• Südsudan

Nach 23 Jahren Sklaverei endlich frei

30. Juni 2021

Unter ständiger Todesangst wurde Adut Atak Deng als siebenjähriges Mädchen in den nördlichen Sudan entführt und versklavt. Während der über 20-jährigen Gefangenschaft betete sie immer wieder, dass Gott sie befreien möge. Die heute 30-jährige Frau ist überglücklich, dass ihre Gebete erhört wurden: Am 12. Februar 2021 wurde sie gerettet.

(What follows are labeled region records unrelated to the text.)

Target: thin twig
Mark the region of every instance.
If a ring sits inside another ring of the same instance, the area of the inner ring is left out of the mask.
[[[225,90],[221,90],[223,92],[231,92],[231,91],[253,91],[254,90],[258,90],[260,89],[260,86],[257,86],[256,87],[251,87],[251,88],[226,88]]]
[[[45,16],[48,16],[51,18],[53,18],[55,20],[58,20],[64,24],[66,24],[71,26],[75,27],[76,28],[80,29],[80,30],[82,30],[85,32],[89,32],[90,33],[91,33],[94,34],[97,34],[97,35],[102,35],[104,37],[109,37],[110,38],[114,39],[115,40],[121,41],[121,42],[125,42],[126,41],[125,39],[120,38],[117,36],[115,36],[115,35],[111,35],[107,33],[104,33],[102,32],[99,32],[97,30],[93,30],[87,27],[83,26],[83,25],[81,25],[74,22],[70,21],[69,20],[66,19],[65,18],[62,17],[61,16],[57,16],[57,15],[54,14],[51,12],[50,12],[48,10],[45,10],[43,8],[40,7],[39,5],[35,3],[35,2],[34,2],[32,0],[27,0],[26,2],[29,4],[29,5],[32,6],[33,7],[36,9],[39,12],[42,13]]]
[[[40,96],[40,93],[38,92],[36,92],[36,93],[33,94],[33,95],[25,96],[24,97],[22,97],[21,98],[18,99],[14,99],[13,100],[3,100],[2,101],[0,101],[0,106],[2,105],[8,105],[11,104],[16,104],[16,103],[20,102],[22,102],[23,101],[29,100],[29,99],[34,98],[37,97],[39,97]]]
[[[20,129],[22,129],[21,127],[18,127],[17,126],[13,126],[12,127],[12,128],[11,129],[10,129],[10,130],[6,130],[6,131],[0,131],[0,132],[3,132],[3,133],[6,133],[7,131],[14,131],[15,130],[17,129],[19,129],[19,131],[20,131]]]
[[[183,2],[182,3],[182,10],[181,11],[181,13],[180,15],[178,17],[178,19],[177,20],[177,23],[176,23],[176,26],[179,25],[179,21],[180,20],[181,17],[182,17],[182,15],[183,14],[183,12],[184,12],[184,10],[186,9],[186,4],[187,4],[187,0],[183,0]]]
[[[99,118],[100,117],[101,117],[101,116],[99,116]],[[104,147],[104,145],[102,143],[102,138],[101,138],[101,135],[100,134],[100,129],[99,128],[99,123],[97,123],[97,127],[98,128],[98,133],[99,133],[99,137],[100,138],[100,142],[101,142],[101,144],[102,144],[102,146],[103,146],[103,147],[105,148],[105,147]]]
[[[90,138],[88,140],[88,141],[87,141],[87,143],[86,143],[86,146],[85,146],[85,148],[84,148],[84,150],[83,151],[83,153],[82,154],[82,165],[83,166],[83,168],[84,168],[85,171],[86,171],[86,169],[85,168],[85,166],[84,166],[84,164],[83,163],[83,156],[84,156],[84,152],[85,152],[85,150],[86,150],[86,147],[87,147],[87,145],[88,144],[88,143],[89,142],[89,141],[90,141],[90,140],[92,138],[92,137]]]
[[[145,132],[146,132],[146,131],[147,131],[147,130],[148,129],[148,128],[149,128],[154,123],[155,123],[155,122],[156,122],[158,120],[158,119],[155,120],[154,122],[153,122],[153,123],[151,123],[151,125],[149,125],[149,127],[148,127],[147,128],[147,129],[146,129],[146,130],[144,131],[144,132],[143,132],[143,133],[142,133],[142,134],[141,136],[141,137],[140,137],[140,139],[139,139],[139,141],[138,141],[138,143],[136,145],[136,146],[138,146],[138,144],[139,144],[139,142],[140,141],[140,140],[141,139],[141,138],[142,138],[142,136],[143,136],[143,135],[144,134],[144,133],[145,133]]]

Adut war mit ihrer Mutter unterwegs zu Verwandten nahe der Grenze zum Sudan, als sie von islamistischen Kämpfern überfallen und gefangen genommen wurde. Die Angreifer, die im Auftrag der sudanesischen Regierung Menschen aus dem christlichen Süden entführten, zwangen die beiden, mit ihnen in den Nordsudan zu gehen. Sie fesselten die Mutter an ihren Händen und schlugen sie. Während des langen Marsches in den Norden lief Adut so zügig, wie sie konnte, damit sie die Kidnapper nicht auch verprügeln würden. «Ich war voller Angst. Denn die Araber drohten gar, uns zu töten, wenn wir nicht schnell marschieren würden», erinnert sie sich. 

Jung und verachtet

Im Sudan wurde Adut von der Mutter getrennt und an den mehrfachen Familienvater Mohamed Ali versklavt. Trotz ihres viel zu jungen Alters musste sie täglich das Haus putzen, das Geschirr waschen und Brennholz sammeln. Obwohl sie hart arbeitete, schlug ihr nur Verachtung entgegen. «Ich erlebte nichts anderes, als von Mohameds Familie beschimpft und als schmutzige Schwarze verhöhnt zu werden», seufzt sie.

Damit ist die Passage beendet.